Amnesty International has identified 82 other Vietnamese prisoners of conscience like Dai, and believes there are more. These are men and women who have been jailed solely for their peaceful activism and voicing of their views.
Meanwhile, the fallout from an ecological disaster has seen the government carry out a fresh crackdown. A suspected leak from a steel plant led to the destruction of vast stocks of fish in the country’s coastal provinces, sparking sizeable demonstrations in cities throughout the country.
Such coordinated activity represented the first real challenge to the country’s new political leadership, installed at the Communist Party’s Congress earlier this year.
Far from breaking with the past, and engaging with protestors outraged by the despoiling of their surroundings, the new leadership resorted to old tools of repression. No answers were offered to those who demanded an explanation for the cause of the environmental disaster. Instead, protestors were beaten and several were detained for hours.
One journalist who sought to uncover the truth of the environmental disaster himself, Truong Minh Tam, was snatched by the police and says he was subjected to six days of torture.
Last week in Washington, Vu told lawmakers that she doesn’t know where her husband, is being held. He has not been allowed to meet relatives or to enlist the services of a lawyer. While she believes Dai is being held at a detention facility in Hanoi, she cannot be sure as it is common practice for authorities to constantly move prisoners from one facility to another, keeping them disoriented and untraceable.

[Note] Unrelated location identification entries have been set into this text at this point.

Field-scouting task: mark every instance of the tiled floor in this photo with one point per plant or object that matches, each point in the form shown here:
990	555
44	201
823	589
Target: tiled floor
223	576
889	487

For Dai and others, such conditions could trigger health complications. He suffers from Hepatitis B, but as his wife Vu testified, she has no way of knowing whether he is receiving the medical treatment he needs. The authorities have a track record of withholding treatment to those in need as a means to coerce “confessions.”
In his meetings with Vietnam’s political leadership, President Obama must insist on the release of Dai and other prisoners of conscience and press his counterparts to allow peaceful demonstrations relating to the fish deaths and any other public issue to proceed. No deal on trade and security should come at the cost of these key human rights.
Rafendi Djamin is director of Amnesty International’s South East Asia and Pacific Regional Office. T. Kumar is International Advocacy Director at Amnesty International USA.